Passons au troisieme objet.
L’habitude de dissimuler ou
d’exagerer la vérité, n’offre pas des considérations moins utiles, que
l’habitude de la tourner en abus par un aveugle penchant à la malice.
Quoiqu’on lise avec effroi dans [L’Orphelin de la Chine::l’Orphelin de
la Chine], ce vers terrible sur la vérité,
On l’aime ; & les
humains sont malheureux par elle.
il ne faut pas croire que cette sentence lui ôte rien de ses
charmes & de ses droits : j’opposerai un vers à un autre, & je
dirai,
Les perfides humains seroient
perdus sans elle.
Oui, sans la vérité, il n’y auroit point de bonheur, parce
qu’il n’y auroit pas un seul sentiment ; il n’y auroit non plus, ni
confiance ni droiture ; les hommes abuseroient du don de feindre pour se
faire des masques séducteurs, & ils seroient alternativement ou
trompeurs ou trompés : la vérité leur a été donnée pour balancer leur
imposture naturelle & pour rassurer leur bonne foi timide. Ce n’est
pas qu’elle empêche la fausseté & la défiance de désoler la
société : elle n’a pas prévenu ces deux grands maux ; elle eût pû les
prévenir, si son pouvoir bienfaisant n’avoit été limité par une
disposition qu’il est inutile de vouloir approfondir ; mais elle a du
moins servi dans tous les temps à arrêter le cours de notre fausseté :
elle a fait naître, en se montrant, les plaisirs de l’amitié, les
plaisirs de l’amour, l’espérance par les promesses, les
services par les confidences, les liaisons par l’estime ; elle s’est
montrée successivement sous tant de formes, qu’il est devenu possible de
la reconnaître sous quelque forme qu’elle puisse prendre, & de la
distinguer du mensonge en y apportant une attention exacte : elle a donc
rendu de très-grands services aux hommes, puisqu’ils ne sont homme que
par elle, & dèslors ils doivent la chérir & la révérer. C’est
ici une de ces obligations si nécessaires & si naturelles, que
l’esprit humain eût été obligé de les fonder, si l’Etre immortel n’y
avoit pas pourvu. Or qui ne dit pas la vérité, se dégrade & s’exile
du sein de la société où il n’est plus digne de vivre : les faux témoins
sont punis par les loix ; les menteurs, dèslors, sont vils & doivent
être punis par le mépris : on sçait cela & il est inutile de le
dire ; mais ce qu’on ne sçait pas, ou du moins ce qu’on ne se remet pas
assez souvent & assez attentivement devant l’esprit ;
c’est qu’en s’accoutumant à faire de petits mensonges, on en fait
bientôt de grands ; si cela n’arrive pas, si l’on est assez heureusement
né pour sçavoir s’arrêter sur le bord d’un penchant dangereux & peut
être odieux, il doit toujours en arriver un malheur non moins grand,
c’est que ceux qui vous voyent constamment peu scrupuleux sur
l’inexactitude, croyent & publient bientôt que vous ne l’êtes pas
plus sur l’exacte fidélité ; dèslors une simple négligence, une simple
distraction, excusable peut-être en elle-même, mais considérable par
rapport à l’effet qu’elle doit produire, vous est comptée pour un grave
défaut, & vous en supportez la peine même après le repentir, parce
qu’il est bien difficile de faire revenir les esprits de leurs jugemens,
quand ils ont prononcé sur des autorités aussi fortes que le sont des
habitudes vicieuses. Mais est-il bien possible que l’exagéra-tion & le penchant à l’invention n’entraînent pas au mensonge ?
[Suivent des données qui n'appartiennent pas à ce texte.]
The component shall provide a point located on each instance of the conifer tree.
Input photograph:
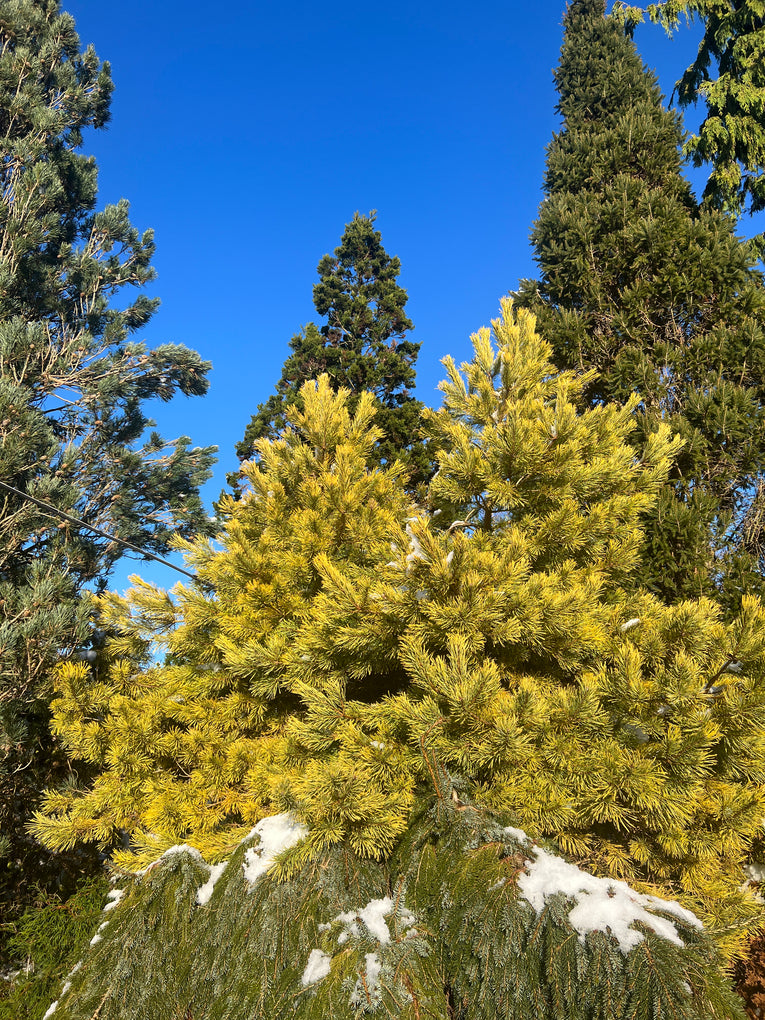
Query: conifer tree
(72, 384)
(659, 296)
(361, 346)
(347, 654)
(731, 137)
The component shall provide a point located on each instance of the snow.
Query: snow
(361, 992)
(205, 891)
(518, 834)
(416, 552)
(601, 904)
(371, 916)
(112, 899)
(183, 848)
(276, 833)
(316, 968)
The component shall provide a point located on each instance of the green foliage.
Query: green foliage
(72, 383)
(458, 941)
(728, 75)
(346, 651)
(656, 294)
(361, 346)
(48, 940)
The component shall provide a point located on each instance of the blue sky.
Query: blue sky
(248, 135)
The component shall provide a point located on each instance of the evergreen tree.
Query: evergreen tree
(731, 137)
(72, 384)
(658, 295)
(361, 346)
(350, 655)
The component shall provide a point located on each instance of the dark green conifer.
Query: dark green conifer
(728, 78)
(660, 297)
(361, 346)
(72, 383)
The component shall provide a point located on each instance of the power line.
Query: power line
(104, 534)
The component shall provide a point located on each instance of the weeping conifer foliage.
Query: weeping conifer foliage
(348, 652)
(660, 297)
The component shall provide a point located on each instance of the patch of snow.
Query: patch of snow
(276, 833)
(183, 848)
(518, 834)
(98, 936)
(205, 891)
(316, 968)
(416, 552)
(363, 992)
(602, 905)
(372, 918)
(112, 899)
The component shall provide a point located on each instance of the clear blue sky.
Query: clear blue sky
(247, 135)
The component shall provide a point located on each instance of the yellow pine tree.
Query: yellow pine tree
(347, 652)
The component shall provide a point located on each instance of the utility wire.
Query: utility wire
(104, 534)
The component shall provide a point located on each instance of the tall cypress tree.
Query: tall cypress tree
(72, 385)
(361, 346)
(659, 296)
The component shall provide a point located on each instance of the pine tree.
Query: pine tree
(361, 346)
(347, 654)
(659, 296)
(731, 137)
(72, 383)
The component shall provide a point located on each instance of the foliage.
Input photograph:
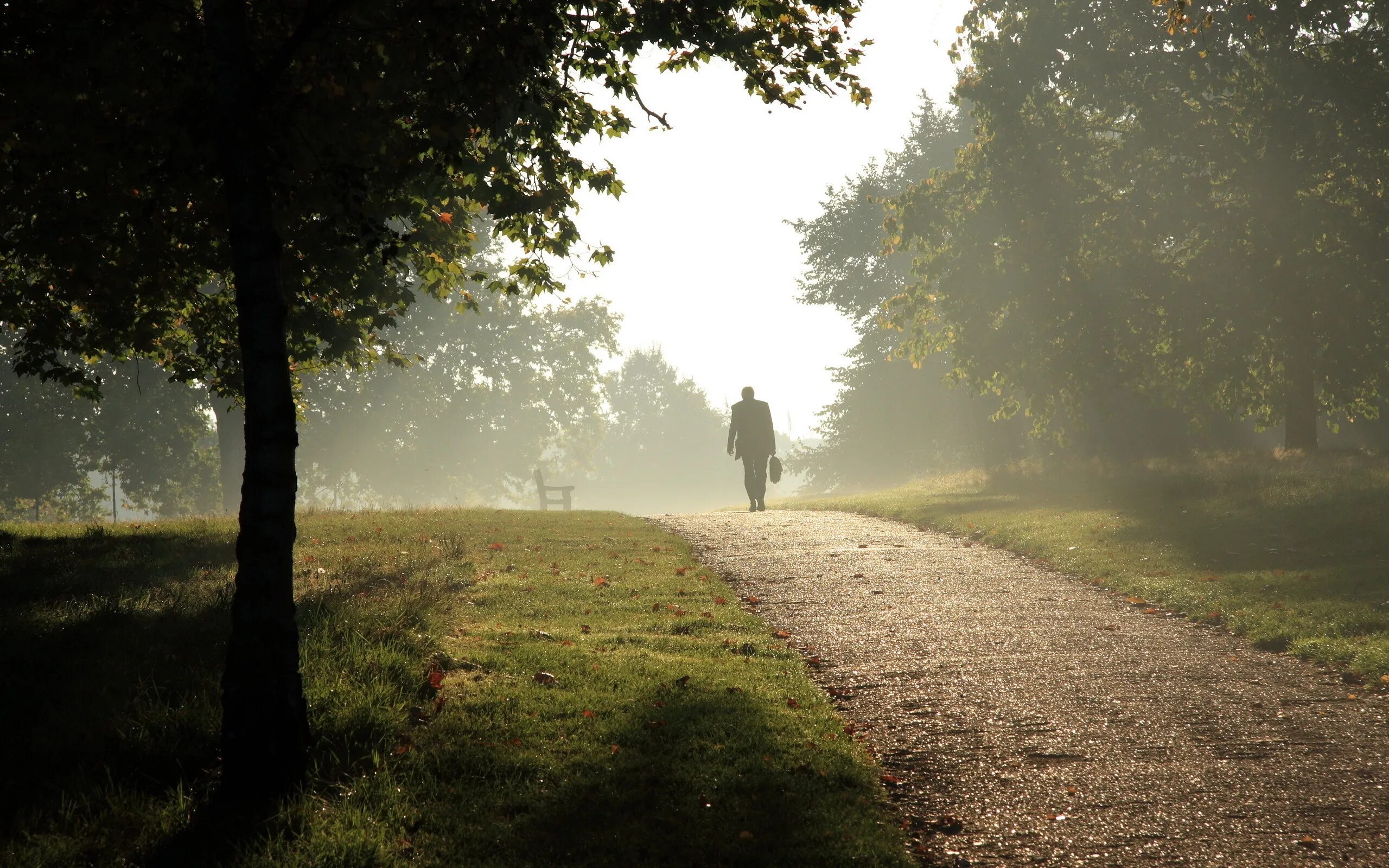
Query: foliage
(663, 449)
(42, 463)
(156, 437)
(1192, 226)
(889, 420)
(390, 125)
(489, 398)
(1283, 549)
(489, 767)
(308, 165)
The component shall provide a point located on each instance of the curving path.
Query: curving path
(1038, 721)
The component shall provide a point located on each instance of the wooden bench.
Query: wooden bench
(545, 502)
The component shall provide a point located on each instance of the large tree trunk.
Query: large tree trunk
(1301, 403)
(231, 449)
(264, 714)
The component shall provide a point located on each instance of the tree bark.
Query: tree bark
(264, 714)
(1301, 402)
(231, 449)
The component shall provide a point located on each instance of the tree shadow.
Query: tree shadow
(705, 784)
(114, 649)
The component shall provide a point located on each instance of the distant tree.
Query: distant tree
(1195, 227)
(317, 157)
(891, 420)
(156, 438)
(664, 443)
(43, 471)
(490, 396)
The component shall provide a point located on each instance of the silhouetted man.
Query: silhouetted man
(750, 438)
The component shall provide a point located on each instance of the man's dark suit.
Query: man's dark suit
(752, 435)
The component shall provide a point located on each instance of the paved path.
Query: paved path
(1035, 720)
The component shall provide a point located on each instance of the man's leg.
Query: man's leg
(760, 471)
(750, 481)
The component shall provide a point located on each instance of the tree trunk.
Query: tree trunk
(264, 714)
(231, 449)
(1301, 403)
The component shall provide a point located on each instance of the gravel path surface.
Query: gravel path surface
(1035, 720)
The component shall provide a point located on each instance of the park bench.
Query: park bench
(545, 502)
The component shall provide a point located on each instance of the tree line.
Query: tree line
(241, 192)
(1146, 228)
(487, 398)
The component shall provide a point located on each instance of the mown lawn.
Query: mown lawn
(487, 688)
(1286, 549)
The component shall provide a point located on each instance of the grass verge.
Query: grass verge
(1286, 549)
(487, 690)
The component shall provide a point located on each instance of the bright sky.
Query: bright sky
(706, 266)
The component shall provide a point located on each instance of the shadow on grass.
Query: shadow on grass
(114, 648)
(700, 781)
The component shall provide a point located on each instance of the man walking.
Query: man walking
(750, 438)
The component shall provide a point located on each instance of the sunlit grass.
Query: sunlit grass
(437, 743)
(1286, 549)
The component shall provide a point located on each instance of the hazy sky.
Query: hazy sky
(706, 266)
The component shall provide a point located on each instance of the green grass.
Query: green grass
(1288, 551)
(113, 643)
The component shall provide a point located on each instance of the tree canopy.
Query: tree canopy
(241, 189)
(1196, 222)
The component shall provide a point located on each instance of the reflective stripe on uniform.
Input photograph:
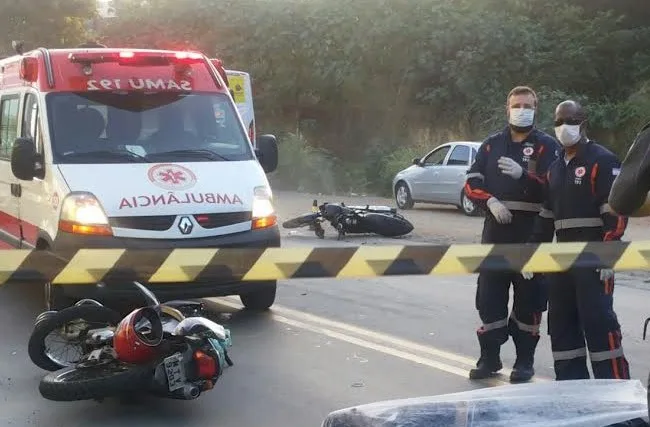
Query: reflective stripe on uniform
(562, 224)
(522, 206)
(570, 354)
(546, 213)
(533, 329)
(601, 356)
(494, 325)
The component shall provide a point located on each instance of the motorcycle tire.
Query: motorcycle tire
(301, 221)
(36, 347)
(387, 225)
(110, 379)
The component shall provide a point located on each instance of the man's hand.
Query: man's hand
(500, 212)
(510, 167)
(606, 274)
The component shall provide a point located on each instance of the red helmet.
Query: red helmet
(137, 336)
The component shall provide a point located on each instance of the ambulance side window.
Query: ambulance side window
(9, 106)
(31, 129)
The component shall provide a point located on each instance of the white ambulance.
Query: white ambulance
(115, 148)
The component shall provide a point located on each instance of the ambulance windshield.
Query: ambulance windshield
(124, 127)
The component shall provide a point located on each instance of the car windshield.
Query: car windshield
(128, 127)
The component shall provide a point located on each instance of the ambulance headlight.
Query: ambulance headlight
(81, 213)
(263, 210)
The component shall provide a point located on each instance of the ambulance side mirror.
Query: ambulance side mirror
(267, 152)
(23, 159)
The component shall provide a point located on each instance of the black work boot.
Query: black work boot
(488, 364)
(523, 370)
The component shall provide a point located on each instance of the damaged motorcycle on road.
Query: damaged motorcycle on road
(169, 350)
(381, 220)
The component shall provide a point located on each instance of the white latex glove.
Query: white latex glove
(510, 167)
(500, 212)
(606, 274)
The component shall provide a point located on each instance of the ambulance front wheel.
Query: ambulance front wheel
(260, 299)
(55, 298)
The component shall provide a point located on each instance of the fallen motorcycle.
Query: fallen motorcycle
(169, 350)
(381, 220)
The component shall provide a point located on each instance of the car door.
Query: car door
(425, 181)
(452, 173)
(36, 204)
(10, 235)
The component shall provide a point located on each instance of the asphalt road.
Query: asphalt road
(326, 344)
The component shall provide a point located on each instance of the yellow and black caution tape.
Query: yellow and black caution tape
(197, 265)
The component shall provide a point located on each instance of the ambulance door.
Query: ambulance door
(10, 236)
(37, 205)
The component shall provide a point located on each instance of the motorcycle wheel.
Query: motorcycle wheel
(301, 221)
(387, 225)
(95, 382)
(38, 349)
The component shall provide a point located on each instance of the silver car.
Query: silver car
(438, 177)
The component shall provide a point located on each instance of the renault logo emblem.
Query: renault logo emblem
(185, 225)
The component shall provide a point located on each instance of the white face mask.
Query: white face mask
(568, 135)
(522, 117)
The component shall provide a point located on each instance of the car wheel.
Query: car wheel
(403, 196)
(260, 299)
(468, 207)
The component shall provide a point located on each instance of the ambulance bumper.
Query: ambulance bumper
(67, 244)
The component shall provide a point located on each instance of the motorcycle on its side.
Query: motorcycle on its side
(381, 220)
(169, 350)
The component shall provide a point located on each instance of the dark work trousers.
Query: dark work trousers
(493, 291)
(581, 307)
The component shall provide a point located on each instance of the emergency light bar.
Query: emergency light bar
(136, 58)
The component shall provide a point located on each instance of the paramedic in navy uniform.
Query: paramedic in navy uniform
(576, 209)
(507, 181)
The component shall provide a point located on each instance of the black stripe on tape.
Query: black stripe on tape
(416, 259)
(136, 265)
(600, 254)
(324, 262)
(507, 257)
(40, 267)
(230, 265)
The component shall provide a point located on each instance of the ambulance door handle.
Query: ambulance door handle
(16, 190)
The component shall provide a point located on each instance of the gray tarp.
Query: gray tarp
(589, 403)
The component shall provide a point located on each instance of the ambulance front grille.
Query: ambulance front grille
(222, 219)
(165, 222)
(153, 223)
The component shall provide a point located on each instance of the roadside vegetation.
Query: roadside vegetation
(355, 90)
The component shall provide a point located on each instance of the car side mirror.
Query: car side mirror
(267, 152)
(23, 159)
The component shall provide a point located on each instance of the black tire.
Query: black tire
(95, 382)
(408, 202)
(261, 299)
(464, 206)
(54, 320)
(301, 221)
(388, 225)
j’ai de la peine à le croire, & je me rappelle trop de gens tombés
dans cet excès, n’ayant pas commencé avec des intentions plus
criminelles, pour ne pas regarder du moins comme une faculté bien peu
commune le don de triompher du pouvoir que le goût doit donner à
l’habitude, en pareille occasion. On a dit,
L’honneur est comme
une Isle escarpée & sans bords,
Où l’on ne rentre plus quand on en est dehors.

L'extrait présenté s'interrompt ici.